Additionally, our “Spot Awards” are “on the spot” recognition that is funded by the location recognizing incredible “at the moment” performance and celebrated both individually and as a department team.

CleanLink: Have you changed any cleaning and disinfecting processes as a result of the recent pandemic? 

Feczko: During the recent pandemic, we have increased disinfecting frequencies in public spaces, specifically high touch surfaces including but not limited to: elevator floor key pads, ATM code pads, public area furniture, and high-touch surfaces in waiting areas and lobbies.

We have also extended the use of our scientific surface measurement, like ATP swabbing, from its primary use in clinical spaces, to now include ancillary and public spaces to ensure further disinfection processes are adhered and validated.

CleanLink: Healthcare facilities are traditionally better prepared and funded for situations like this – compared to K-12 schools, offices or retail, for example. What advice would you give other cleaning managers looking for help combating viruses and fighting for the budgets to do so? 

Feczko: We have found that an increased focus is needed on areas of heightened risk in the K-12, offices, etc, which are generally – but not limited to – surfaces in elevators, lobbies, corridors, public restrooms and gymnasiums or locker rooms. Adjusting cleaning frequencies to address the consistent disinfecting and monitoring needed in these spaces, particularly the high touch surfaces, is critical. The addition of ATP swabbing not only validates the disinfection, it also demonstrates another actionable step to the community that we are ensuring a safe environment.

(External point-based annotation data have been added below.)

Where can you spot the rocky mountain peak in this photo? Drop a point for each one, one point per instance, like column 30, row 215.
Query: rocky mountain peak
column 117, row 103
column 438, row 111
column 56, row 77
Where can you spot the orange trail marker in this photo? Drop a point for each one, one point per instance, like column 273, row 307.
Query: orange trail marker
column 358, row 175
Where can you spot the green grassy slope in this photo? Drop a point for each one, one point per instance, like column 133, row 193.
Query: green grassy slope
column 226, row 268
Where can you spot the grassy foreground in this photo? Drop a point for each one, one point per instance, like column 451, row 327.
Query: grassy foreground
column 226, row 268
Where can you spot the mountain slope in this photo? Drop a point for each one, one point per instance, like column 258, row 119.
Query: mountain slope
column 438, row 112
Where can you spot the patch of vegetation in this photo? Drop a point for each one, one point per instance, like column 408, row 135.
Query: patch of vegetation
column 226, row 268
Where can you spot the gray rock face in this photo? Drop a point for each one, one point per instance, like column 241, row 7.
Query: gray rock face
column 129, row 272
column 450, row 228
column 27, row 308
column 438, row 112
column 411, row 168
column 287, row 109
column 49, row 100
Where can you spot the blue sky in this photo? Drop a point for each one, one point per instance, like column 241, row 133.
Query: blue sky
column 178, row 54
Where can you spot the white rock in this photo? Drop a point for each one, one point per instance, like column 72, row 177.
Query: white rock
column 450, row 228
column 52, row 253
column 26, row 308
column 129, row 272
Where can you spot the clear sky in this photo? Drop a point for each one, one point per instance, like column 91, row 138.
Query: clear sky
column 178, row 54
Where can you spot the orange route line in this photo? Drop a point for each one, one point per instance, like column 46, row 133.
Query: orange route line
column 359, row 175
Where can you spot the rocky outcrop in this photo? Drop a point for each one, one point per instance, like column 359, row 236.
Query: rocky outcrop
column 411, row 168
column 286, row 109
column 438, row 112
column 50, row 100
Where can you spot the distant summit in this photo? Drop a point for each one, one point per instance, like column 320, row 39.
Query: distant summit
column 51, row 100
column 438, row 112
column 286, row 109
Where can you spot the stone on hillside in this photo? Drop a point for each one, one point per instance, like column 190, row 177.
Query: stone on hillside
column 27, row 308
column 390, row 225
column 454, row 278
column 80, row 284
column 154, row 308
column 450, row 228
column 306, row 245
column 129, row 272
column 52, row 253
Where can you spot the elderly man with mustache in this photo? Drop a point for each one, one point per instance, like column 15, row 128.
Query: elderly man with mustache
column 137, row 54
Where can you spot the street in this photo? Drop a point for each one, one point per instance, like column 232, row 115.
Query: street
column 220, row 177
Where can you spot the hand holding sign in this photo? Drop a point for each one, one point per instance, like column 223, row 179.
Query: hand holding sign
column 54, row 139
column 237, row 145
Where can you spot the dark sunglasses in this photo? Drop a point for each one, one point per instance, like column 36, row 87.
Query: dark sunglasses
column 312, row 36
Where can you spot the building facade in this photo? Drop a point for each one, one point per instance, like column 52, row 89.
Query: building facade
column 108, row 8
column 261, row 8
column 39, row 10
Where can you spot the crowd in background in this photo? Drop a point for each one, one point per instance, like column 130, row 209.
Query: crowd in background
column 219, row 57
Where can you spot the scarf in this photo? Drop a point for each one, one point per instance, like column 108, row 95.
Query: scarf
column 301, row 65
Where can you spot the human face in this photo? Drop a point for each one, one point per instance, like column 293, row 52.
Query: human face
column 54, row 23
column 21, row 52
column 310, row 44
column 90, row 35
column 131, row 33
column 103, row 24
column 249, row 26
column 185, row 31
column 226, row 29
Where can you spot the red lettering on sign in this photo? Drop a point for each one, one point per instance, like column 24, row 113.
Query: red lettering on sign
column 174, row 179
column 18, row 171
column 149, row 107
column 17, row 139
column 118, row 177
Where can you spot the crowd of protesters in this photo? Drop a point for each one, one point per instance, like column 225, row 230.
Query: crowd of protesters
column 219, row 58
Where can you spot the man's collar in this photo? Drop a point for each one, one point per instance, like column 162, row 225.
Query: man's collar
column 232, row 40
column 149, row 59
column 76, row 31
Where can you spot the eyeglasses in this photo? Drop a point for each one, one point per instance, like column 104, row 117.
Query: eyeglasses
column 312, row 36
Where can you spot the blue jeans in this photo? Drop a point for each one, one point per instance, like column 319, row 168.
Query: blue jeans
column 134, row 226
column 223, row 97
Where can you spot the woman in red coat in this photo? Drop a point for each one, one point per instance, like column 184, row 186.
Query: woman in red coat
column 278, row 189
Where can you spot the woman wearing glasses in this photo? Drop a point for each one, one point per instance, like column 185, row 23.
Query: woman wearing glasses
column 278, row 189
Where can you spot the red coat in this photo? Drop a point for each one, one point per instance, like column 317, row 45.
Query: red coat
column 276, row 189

CleanLink: What cleaning assurances (signage, "smell of clean," additional sanitizer stands, etc.) do you have in place and how do you communicate them to healthcare staff, patients and visitors? 

Feczko: Our infrastructure includes a few shifts that we have been made and extend to all aspects of the hospitals we provide services to.

Positive impressions and scripting has been modified to include verbal communications, integrated with social distancing to provide comfort to the patients, families and staff, and assure the community that we not only disinfect, but are also observing all guidelines to maintain a safe environment for all.

Another shift is the extension of the use of ATP (as noted above) to provide a visual and measured (by scientific surface swab testing) validation that the facility is clean.

Additionally, we work in lock step with the hospital infection prevention team to review and adhere to hand care and sanitizer monitoring and re-fill opportunities.

Finally, the intelligent and safe use of adjunct technology, like UV-C, electrostatic and surface barrier applications are also weaved in where applicable, showcasing the heightened focus on the virus mitigation.